Zachłysnąłem się wodą i aż Clay się poderwał z krzesła. Zanim zdąrzył podejść zapewniłem go, że już wszystko okej.
- „Co ty tu robisz Clay? I to w dodatku w moich ciuchach..?"
- „No właśnie.. Chodź, może pogadamy u ciebie?" - zaproponował
- „No okej" - odpowiedziałem kierując się do mojej sypialni
- „Miło było z Panią rozmawiać" - powiedział do mojej mamy i się uśmiechnął, po czym przyszedł za mną do pokoju
- „No to słucham" - zacząłem siadając na łóżko
- „Nie nie nie, to ja słucham" - odpowiedział blondyn
- „Ale o co ci chodzi?"
- „No o to, czemu miałem zostać u ciebie"
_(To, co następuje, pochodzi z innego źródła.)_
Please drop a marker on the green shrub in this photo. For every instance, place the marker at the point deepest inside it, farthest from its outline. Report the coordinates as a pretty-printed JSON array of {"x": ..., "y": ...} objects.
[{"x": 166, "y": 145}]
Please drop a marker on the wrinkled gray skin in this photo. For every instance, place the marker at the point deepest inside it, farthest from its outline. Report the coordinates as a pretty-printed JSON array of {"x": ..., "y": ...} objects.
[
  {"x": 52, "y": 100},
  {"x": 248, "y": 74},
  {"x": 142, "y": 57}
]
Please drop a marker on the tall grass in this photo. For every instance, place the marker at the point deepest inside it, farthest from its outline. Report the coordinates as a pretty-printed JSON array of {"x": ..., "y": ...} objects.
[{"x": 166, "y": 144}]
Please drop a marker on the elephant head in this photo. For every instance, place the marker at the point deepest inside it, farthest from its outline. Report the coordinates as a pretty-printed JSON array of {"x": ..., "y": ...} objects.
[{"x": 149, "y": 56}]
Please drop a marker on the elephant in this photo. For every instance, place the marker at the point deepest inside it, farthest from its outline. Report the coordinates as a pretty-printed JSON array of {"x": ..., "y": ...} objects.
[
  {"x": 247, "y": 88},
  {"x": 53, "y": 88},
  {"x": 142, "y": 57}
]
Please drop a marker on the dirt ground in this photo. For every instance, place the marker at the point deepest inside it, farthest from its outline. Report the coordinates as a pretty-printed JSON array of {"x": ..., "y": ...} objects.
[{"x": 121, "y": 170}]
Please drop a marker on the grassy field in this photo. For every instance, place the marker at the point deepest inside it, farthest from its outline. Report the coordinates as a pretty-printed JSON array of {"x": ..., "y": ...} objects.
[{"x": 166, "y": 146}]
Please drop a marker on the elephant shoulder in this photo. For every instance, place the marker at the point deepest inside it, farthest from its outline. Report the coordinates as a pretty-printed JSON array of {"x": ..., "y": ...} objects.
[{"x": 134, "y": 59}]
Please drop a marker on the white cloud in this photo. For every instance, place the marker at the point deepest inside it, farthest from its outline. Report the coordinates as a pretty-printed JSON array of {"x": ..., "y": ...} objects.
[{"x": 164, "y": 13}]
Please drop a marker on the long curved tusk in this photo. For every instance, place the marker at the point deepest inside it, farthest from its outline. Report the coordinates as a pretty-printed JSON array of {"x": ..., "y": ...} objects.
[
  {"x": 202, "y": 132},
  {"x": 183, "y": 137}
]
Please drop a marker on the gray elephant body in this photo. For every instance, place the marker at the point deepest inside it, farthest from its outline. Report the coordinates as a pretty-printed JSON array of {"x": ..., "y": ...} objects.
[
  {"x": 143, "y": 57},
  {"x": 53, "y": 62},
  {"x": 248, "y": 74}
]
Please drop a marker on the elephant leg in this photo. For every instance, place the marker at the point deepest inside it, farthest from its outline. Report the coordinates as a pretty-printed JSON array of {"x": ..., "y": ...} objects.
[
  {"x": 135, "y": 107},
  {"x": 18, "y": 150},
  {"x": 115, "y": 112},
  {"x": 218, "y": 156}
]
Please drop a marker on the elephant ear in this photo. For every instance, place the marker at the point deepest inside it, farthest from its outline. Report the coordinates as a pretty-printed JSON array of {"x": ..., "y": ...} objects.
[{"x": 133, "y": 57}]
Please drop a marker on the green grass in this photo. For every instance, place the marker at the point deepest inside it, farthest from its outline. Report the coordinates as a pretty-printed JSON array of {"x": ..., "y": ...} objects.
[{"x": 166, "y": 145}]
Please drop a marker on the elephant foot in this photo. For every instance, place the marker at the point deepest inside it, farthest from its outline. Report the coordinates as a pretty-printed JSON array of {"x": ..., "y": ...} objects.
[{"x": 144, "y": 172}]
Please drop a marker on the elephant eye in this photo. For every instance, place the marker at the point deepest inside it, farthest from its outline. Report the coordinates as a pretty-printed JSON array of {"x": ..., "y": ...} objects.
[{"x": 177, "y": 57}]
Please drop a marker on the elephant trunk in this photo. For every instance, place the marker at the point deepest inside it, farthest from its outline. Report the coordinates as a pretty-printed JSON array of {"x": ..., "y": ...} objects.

- „Ja nic takiego nie powiedziałem" - wypierałem się
- „A no tak, ty się przecież wczoraj tak upiłeś, że napewno tego nie pamiętasz.."
- „Co ty mówisz w ogóle.." - zakryłem sobie usta z niedowierzania. Ja się wczoraj upiłem?!
- „No to powiedz, jaką ostatnią sytuacje pamiętasz z imprezy"
- „Um.. Pamietam że po tańczeniu gadaliśmy z chłopakami na kanapie.. I później pustka.."
- „A tego, że mnie wręcz zmusiłeś do nocowania nie?" - podszedł bliżej
- „Że co..?"
- „Wiedziałem, że ten cosmopolitan ci zaszkodzi"
- „Ja go wypiłem?!"
- „Nie do końca, bo większość wylałeś do kosza"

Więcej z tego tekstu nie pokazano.